Skip to content

Query

Deep Lake provides powerful query capabilities through its Tensor Query Language (TQL), with special focus on vector similarity search, text search, and operations on multidimensional arrays.

Query Functions

deeplake.query

query(query: str, token: str | None = None) -> DatasetView

Executes TQL queries optimized for ML data filtering and search.

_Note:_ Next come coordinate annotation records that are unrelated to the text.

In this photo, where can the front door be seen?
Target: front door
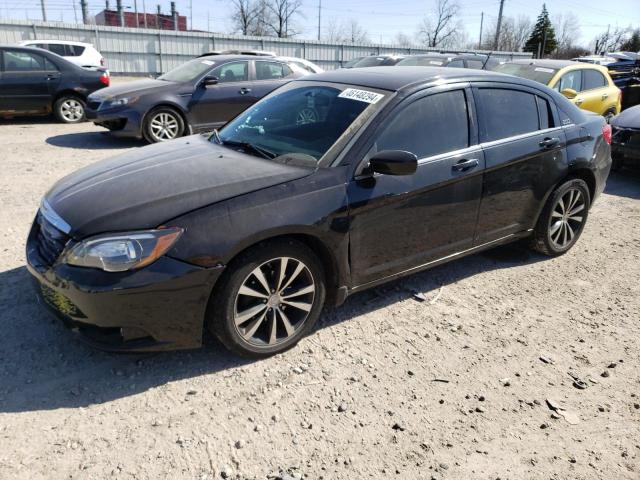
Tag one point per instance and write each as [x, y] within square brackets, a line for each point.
[214, 105]
[28, 81]
[402, 222]
[523, 148]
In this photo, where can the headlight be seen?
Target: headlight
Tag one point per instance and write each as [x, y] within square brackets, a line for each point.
[124, 251]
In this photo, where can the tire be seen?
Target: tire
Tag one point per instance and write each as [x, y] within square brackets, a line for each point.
[243, 322]
[163, 124]
[69, 109]
[563, 218]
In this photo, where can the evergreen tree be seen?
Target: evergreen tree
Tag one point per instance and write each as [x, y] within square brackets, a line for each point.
[543, 34]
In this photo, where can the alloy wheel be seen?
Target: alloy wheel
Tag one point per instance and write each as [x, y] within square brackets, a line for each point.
[164, 126]
[72, 110]
[274, 301]
[567, 218]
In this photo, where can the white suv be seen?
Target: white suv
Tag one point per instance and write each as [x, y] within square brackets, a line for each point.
[82, 54]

TQL is a SQL-like query language designed for ML datasets, supporting:

  • Vector similarity search
  • Text semantic search
  • Complex data filtering
  • Joining across datasets
  • Efficient sorting and pagination

Parameters:

Name Type Description Default
query str

TQL query string supporting:

  • Vector similarity: COSINE_SIMILARITY, L2_NORM
  • Text search: BM25_SIMILARITY, CONTAINS
  • MAXSIM similarity for ColPali embeddings: MAXSIM
  • Filtering: WHERE clauses
  • Sorting: ORDER BY
  • Joins: JOIN across datasets
required
token str | None

Optional Activeloop authentication token

None

Returns:

Name Type Description
DatasetView DatasetView

Query results that can be:

  • Used directly in ML training
  • Further filtered with additional queries
  • Converted to PyTorch/TensorFlow dataloaders
  • Materialized into a new dataset

Examples:

Vector similarity search:

# Find similar embeddings
similar = deeplake.query('''
    SELECT * FROM "mem://embeddings" 
    ORDER BY COSINE_SIMILARITY(vector, ARRAY[0.1, 0.2, 0.3]) DESC
    LIMIT 100
''')

# Use results in training
dataloader = similar.pytorch()

Text semantic search:

# Search documents using BM25
relevant = deeplake.query('''
    SELECT * FROM "mem://documents"
    ORDER BY BM25_SIMILARITY(text, 'machine learning') DESC
    LIMIT 10
''')

Complex filtering:

# Filter training data
train = deeplake.query('''
    SELECT * FROM "mem://dataset"
    WHERE "split" = 'train' 
    AND confidence > 0.9
    AND label IN ('cat', 'dog')
''')

Joins for feature engineering:

# Combine image features with metadata
features = deeplake.query('''
    SELECT i.image, i.embedding, m.labels, m.metadata
    FROM "mem://images" AS i
    JOIN "mem://metadata" AS m ON i.id = m.image_id
    WHERE m.verified = true
''')

deeplake.query_async

query_async(query: str, token: str | None = None) -> Future

Asynchronously executes TQL queries optimized for ML data filtering and search.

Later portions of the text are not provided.